The SEBI board may take up a host of proposals for its upcoming meeting on September 30.

The board may discuss the introduction of a new asset class with a minimum ticket size of ₹10 lakh. The threshold will deter retail investors from investing in the product, while attracting investors with investible funds of ₹10-50 lakh, who are currently being drawn to unregistered portfolio management service providers.

This may be offered under the MF structure, with a new branding and relevant relaxations in existing MF norms, to begin with.

The regulator may discuss new regulations for passively managed mutual funds under the so-called “MF Lite Regulations”. This proposal aims to establish a more flexible regulatory framework for passive funds, compared to the current regulations, which are primarily tailored for actively managed mutual funds.

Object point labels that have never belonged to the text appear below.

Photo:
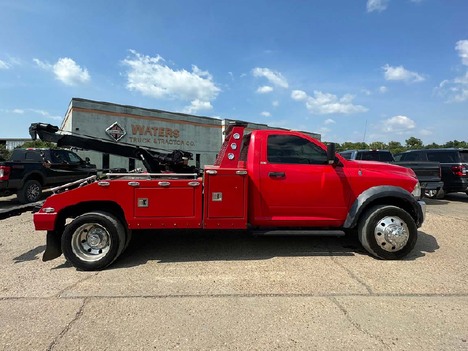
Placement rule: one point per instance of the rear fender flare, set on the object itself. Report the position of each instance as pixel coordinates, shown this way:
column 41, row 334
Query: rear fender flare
column 383, row 194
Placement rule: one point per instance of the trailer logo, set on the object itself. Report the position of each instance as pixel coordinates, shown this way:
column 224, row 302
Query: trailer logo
column 116, row 132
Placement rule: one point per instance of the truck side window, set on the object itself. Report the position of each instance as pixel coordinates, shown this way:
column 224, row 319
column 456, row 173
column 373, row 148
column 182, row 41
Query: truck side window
column 294, row 150
column 74, row 158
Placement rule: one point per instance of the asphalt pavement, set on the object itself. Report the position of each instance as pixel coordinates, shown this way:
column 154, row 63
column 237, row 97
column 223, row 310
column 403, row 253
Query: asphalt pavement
column 232, row 291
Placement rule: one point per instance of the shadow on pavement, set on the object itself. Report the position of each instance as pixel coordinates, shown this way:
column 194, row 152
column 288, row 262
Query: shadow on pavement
column 240, row 246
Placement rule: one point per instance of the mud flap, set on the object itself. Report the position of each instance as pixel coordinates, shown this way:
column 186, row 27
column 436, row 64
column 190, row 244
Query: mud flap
column 53, row 247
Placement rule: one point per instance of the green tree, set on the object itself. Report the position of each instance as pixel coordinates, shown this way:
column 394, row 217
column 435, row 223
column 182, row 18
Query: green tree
column 414, row 143
column 4, row 153
column 39, row 144
column 395, row 147
column 378, row 145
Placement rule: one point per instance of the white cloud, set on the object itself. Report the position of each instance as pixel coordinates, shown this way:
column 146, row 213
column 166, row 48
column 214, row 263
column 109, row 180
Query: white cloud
column 456, row 90
column 299, row 95
column 462, row 48
column 383, row 89
column 265, row 89
column 401, row 73
column 398, row 124
column 198, row 105
column 273, row 77
column 326, row 103
column 4, row 65
column 66, row 70
column 377, row 5
column 152, row 77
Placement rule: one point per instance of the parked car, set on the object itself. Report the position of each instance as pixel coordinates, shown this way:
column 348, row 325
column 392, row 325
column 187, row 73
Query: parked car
column 453, row 162
column 30, row 170
column 428, row 173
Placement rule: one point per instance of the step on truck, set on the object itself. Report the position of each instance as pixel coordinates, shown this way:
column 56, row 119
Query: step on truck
column 269, row 181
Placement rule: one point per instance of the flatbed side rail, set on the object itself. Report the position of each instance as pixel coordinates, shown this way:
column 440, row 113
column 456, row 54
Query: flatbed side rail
column 153, row 175
column 75, row 184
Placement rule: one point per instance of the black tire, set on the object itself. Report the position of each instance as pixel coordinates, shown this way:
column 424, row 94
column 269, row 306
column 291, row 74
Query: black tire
column 30, row 192
column 93, row 241
column 387, row 232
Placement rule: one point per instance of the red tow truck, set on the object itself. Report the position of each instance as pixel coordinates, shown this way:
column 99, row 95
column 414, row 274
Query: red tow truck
column 270, row 181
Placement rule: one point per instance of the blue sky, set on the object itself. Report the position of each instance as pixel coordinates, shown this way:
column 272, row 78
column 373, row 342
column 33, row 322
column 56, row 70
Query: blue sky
column 352, row 70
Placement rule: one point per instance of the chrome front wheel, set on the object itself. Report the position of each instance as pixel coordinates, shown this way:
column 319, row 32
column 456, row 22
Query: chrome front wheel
column 93, row 240
column 387, row 232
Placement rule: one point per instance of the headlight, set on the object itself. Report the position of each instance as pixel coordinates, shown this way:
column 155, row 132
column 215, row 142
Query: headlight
column 417, row 191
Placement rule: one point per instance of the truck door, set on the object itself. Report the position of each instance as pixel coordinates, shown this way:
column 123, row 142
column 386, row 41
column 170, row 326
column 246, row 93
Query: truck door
column 65, row 167
column 297, row 185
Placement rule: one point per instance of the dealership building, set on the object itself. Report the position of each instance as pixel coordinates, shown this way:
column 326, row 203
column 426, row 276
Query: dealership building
column 202, row 136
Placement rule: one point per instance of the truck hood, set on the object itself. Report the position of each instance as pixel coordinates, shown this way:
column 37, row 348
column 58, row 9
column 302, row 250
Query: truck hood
column 385, row 168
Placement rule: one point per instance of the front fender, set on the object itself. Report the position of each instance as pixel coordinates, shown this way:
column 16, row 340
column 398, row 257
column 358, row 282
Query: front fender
column 384, row 195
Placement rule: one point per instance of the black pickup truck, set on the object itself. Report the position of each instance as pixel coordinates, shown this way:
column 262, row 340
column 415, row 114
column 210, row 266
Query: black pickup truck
column 428, row 173
column 30, row 170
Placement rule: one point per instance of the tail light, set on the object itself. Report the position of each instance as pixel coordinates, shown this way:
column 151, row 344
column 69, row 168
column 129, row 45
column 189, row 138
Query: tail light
column 459, row 170
column 4, row 172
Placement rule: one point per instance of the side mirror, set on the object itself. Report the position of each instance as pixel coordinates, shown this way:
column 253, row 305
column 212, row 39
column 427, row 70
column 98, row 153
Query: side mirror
column 331, row 153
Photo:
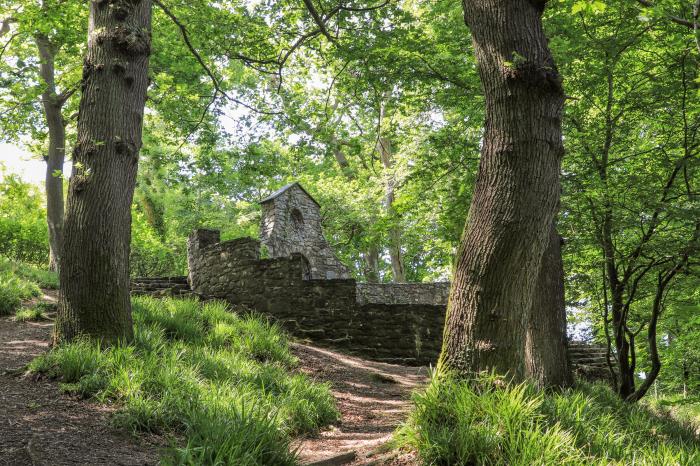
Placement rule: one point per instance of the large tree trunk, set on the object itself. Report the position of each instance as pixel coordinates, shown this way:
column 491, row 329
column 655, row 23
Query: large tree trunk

SEBI may revise shareholding norms to allow more flexibility in the governance structure of passive mutual funds. This includes potential adjustments to the minimum net worth requirements for AMCs and reducing the lock-in period for sponsors’ shareholding, to attract serious players to the market.

Broadening scope

SEBI may look at broadening the scope of connected persons under the Prohibition of Insider Trading Regulations. The definition of ‘relative’ under PIT Regulations may be brought in line with the definition of ‘relative’ under Income Tax Act, 1961. Immediate relatives under PIT currently include spouse of that person, or any parent, brother, sister or child of the person or of the spouse. Under the IT Act, relative also includes any lineal ascendant or descendant of the individual.

The regulator’s board may also look to hike the net worth requirements of merchant bankers from the existing ₹5 crore. Two categories of bankers may be formed and those with a net worth of between ₹10 crore and ₹50 crore may not be allowed to handle mainboard issues.